TH: I think our relevancy is going to increase. In the post-COVID era, we’re going to see attempts to pass all kinds of new laws and regulations. For example, right now we’re trying to protect firms and companies from liability when they bring their workers back to the office. Trial lawyers are going to say, “Oh, Bill, you went back to work at the MACPA and you got sick. We’re going to sue the MACPA.” Whether they can prove you got it on the job or not, they’ll still sue. Employers will have to defend themselves against these frivolous lawsuits and that costs precious time and money. So we’ve petitioned our Maryland congressional delegation to enact liability protection for employers and businesses that follow the right federal and state protocols. We have also requested support from Gov. Hogan. The governor said he agrees with us, but we can’t do it until we have a new legislative session, so we’re going to look for bill sponsors and try to set that up for 2021. Congress has proposed that type of protection in the HEROES Act, and if that is enacted, we will have some protection.

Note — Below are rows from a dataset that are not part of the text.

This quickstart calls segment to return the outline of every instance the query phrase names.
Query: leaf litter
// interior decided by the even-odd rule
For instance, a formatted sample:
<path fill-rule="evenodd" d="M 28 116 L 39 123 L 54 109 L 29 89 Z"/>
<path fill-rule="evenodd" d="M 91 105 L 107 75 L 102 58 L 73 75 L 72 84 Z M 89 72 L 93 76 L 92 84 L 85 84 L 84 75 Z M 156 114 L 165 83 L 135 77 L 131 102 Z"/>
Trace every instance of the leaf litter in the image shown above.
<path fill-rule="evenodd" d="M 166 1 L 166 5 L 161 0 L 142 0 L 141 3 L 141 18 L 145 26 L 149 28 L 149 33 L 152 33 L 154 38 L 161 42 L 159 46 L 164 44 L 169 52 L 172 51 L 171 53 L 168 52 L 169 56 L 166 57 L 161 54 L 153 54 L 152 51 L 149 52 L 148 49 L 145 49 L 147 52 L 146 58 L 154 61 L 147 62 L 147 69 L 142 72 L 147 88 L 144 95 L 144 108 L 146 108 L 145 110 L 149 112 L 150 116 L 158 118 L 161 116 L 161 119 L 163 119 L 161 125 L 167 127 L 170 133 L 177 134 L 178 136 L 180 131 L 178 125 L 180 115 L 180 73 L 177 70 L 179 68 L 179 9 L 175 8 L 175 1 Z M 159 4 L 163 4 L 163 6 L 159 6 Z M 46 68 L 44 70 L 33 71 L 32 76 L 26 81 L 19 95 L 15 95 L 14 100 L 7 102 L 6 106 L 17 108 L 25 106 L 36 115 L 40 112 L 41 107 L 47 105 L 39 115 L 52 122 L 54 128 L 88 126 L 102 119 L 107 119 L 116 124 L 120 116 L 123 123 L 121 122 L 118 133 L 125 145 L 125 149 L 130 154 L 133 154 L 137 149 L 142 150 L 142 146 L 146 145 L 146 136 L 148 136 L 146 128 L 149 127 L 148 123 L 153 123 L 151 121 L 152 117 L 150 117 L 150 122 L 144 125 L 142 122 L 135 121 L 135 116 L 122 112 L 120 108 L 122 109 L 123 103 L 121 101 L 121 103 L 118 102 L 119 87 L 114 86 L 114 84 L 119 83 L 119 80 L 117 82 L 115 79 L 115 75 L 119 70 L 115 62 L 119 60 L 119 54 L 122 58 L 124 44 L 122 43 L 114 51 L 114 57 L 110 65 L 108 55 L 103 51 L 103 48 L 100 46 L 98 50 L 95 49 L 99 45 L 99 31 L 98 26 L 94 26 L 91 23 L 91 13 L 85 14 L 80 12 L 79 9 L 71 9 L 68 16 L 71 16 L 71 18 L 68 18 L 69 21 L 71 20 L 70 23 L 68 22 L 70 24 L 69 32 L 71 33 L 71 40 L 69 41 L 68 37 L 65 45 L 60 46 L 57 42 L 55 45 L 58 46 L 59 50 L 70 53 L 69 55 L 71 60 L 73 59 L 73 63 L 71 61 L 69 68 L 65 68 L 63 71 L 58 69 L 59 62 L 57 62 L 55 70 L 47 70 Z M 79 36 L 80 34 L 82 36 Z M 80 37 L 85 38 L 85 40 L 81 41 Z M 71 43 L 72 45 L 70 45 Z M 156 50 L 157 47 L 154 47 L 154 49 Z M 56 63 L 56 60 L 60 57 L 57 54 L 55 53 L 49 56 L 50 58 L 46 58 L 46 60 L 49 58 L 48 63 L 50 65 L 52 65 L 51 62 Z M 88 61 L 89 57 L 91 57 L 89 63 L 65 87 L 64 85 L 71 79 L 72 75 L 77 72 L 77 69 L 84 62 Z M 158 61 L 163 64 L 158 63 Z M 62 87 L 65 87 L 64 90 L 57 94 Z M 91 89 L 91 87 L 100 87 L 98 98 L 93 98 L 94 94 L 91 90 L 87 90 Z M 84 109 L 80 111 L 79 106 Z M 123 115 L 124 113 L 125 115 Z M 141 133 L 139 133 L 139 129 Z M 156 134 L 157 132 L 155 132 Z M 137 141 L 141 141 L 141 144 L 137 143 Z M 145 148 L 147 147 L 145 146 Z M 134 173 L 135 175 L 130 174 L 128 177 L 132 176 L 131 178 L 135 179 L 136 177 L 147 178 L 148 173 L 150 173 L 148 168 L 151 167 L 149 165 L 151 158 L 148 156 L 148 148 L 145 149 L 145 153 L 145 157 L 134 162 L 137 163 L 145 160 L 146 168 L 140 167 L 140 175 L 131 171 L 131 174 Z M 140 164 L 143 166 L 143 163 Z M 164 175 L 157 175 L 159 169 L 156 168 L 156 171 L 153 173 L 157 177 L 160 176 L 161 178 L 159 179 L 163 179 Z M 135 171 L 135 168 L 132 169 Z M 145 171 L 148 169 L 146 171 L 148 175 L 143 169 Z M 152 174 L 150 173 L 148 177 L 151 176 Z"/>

In our case, I think it’s three things that line up nicely with our mission: Connect, Protect, Achieve.

First is the power of our community of CPAs. When the pandemic arrived, the MACPA acted quickly to mobilize our network and connect members to the breaking resources they needed to keep up with up-to-the-minute changes, from the CARES Act to reopening guidance. We accelerated this with Connect, our online platform for members.

Second is Protect. This is where we shine the most, from defeating sales taxes on service to getting CPAs classified as essential workers and exempt from the shutdown order.

Third is Achieve. CPAs have risen to the challenge, pivoting from tax and audit season to the frontlines of the financial crisis, showing up and getting businesses relief and helping them survive. I like to think we elevated and accelerated their ability to do that.

Given the uncertainties as we approach the reopening stage and beyond, our work helps CPAs stay in front of the Hard Trends and be even more future-ready to help their clients and companies survive and thrive as they emerge from this pandemic.

I think it’s a bright future from that standpoint, especially for associations like the MACPA who know how to do this. We’ve got the relationships and more than 120 years of experience passing these proactive laws, stopping bad legislation and maintaining our infrastructure for the future.